Em entrevista à Euronews, o professor Tobias Pflederer, da Sociedade Bávara de Arqueologia Subaquática (BGfU), apresenta a descoberta de partes de madeira de um naufrágio no lago Constança e explica o que torna o achado singular
Ao largo de Lindau no Lago Constança, arqueólogos subaquáticos descobriram partes de madeira de um navio naufragado, aparentemente muito mais antigas do que se supunha.
"A pista chegou através de um mergulhador amador que conhece bem a zona. Já suspeitava de que pudesse tratar-se de um naufrágio", explica o mergulhador de investigação em arqueologia subaquática Prof. Dr. Tobias Pflederer, em resposta à Euronews. Cardiologista em Kaufbeuren e professor na Universidade de Erlangen, é também presidente honorário da Sociedade Bávara de Arqueologia Subaquática (BGfU).
"O mais interessante foi termos conseguido identificar de facto os restos de madeira como um naufrágio. À partida isso não estava claro; podiam ser apenas outros restos de madeira. Mas, quando várias cavernas e partes do costado sobressaíam da superfície do fundo do lago, a interpretação tornou-se rapidamente evidente", explica Pflederer.
Uma caverna é um elemento estrutural de um barco, de um navio ou de um avião. Ligadas entre si, as cavernas formam, tal como costelas, o casco da embarcação. Os arqueólogos subaquáticos da BGfU já tinham encontrado anteriormente no Lago Constança e também no Chiemsee várias embarcações monóxilas, bem mais pesadas, algumas das quais estão expostas no Museu Alemão, em Munique.
O navio medieval agora identificado terá entre oito e doze metros de comprimento. A largura do costado ronda os três metros.
As cavernas e outras peças de madeira no Lago Constança, o maior lago interior da Alemanha, foram localizadas ao largo de Lindau, perto da fronteira com a Áustria. A margem em frente pertence à Suíça.
Já no ano passado, antes mesmo das atuais ondas de calor, o nível das águas do Lago Constança estava em mínimos históricos.

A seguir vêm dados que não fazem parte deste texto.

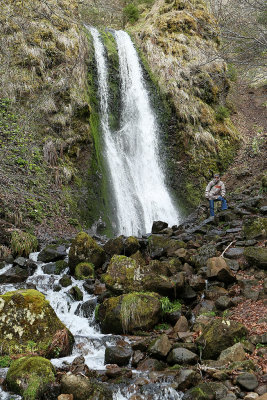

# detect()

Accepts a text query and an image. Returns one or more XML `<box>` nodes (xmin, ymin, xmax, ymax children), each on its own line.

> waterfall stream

<box><xmin>89</xmin><ymin>28</ymin><xmax>179</xmax><ymax>236</ymax></box>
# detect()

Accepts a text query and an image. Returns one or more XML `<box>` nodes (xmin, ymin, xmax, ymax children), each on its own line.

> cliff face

<box><xmin>0</xmin><ymin>0</ymin><xmax>97</xmax><ymax>236</ymax></box>
<box><xmin>129</xmin><ymin>0</ymin><xmax>241</xmax><ymax>205</ymax></box>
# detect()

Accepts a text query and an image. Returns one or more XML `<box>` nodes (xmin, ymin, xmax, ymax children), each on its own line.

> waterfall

<box><xmin>90</xmin><ymin>28</ymin><xmax>179</xmax><ymax>236</ymax></box>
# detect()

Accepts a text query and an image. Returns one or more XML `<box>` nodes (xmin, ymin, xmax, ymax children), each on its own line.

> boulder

<box><xmin>0</xmin><ymin>289</ymin><xmax>74</xmax><ymax>357</ymax></box>
<box><xmin>219</xmin><ymin>342</ymin><xmax>246</xmax><ymax>363</ymax></box>
<box><xmin>244</xmin><ymin>247</ymin><xmax>267</xmax><ymax>269</ymax></box>
<box><xmin>148</xmin><ymin>333</ymin><xmax>171</xmax><ymax>358</ymax></box>
<box><xmin>236</xmin><ymin>372</ymin><xmax>259</xmax><ymax>390</ymax></box>
<box><xmin>152</xmin><ymin>221</ymin><xmax>168</xmax><ymax>233</ymax></box>
<box><xmin>207</xmin><ymin>257</ymin><xmax>235</xmax><ymax>283</ymax></box>
<box><xmin>167</xmin><ymin>347</ymin><xmax>198</xmax><ymax>365</ymax></box>
<box><xmin>6</xmin><ymin>357</ymin><xmax>55</xmax><ymax>400</ymax></box>
<box><xmin>61</xmin><ymin>374</ymin><xmax>112</xmax><ymax>400</ymax></box>
<box><xmin>98</xmin><ymin>292</ymin><xmax>161</xmax><ymax>334</ymax></box>
<box><xmin>74</xmin><ymin>262</ymin><xmax>95</xmax><ymax>280</ymax></box>
<box><xmin>69</xmin><ymin>232</ymin><xmax>106</xmax><ymax>274</ymax></box>
<box><xmin>37</xmin><ymin>244</ymin><xmax>67</xmax><ymax>263</ymax></box>
<box><xmin>197</xmin><ymin>319</ymin><xmax>247</xmax><ymax>360</ymax></box>
<box><xmin>105</xmin><ymin>346</ymin><xmax>132</xmax><ymax>367</ymax></box>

Naufrágio do final da Idade Média
O que verdadeiramente surpreendeu os arqueólogos subaquáticos foi a idade do naufrágio. "Na realidade, esperávamos que fosse um achado de época moderna. No Lago Constança já são conhecidos alguns naufrágios do final da Idade Média, mas continuam a ser poucos – até agora, quatro. Este poderá, por isso, fornecer novos dados sobre as técnicas de construção naval e a navegação no Lago Constança nessa época."
A análise de uma pequena amostra de madeira, realizada em coordenação com o Departamento Regional de Preservação de Monumentos da Baviera, indicou que o navio data de entre 1420 e 1450 d.C., tal como noticiou também o jornal Schwäbische Zeitung.
O arqueólogo subaquático Pflederer relativiza a descoberta: "Até agora só realizámos dois mergulhos e fizemos apenas um primeiro levantamento, isto é, ortofotografias e a recolha de uma amostra de madeira numa das cavernas. Através de uma datação por carbono 14 foi então possível situar o naufrágio no século XV d.C."
Resgatar o naufrágio seria extremamente caro
Ao contrário do que aconteceu com a espetacular descoberta de uma carga de navio da época romana no lago Neuchâtel, na Suíça, não está para já prevista a recuperação deste naufrágio do Lago Constança.
Tobias Pflederer explica: "Resgatar significa também ter de conservar e preservar corretamente todas as partes do navio. É uma operação extremamente dispendiosa. Além disso, nada é mais conservador e protetor do que deixar o naufrágio debaixo de água e, idealmente, coberto por sedimentos. Está em cima da mesa apenas uma escavação limitada, para podermos identificar o método de construção e as dimensões exatas da embarcação."
Mais informações sobre os projetos da associação em vários lagos estão disponíveis no site da Sociedade Bávara de Arqueologia Subaquática (fonte em alemão) (BGfU). A organização reúne cerca de 100 membros, na sua maioria voluntários. Entre eles contam-se arqueólogos profissionais e mergulhadores de investigação certificados, mas também estudantes, mergulhadores desportivos experientes e pessoas que praticam arqueologia subaquática como hobby.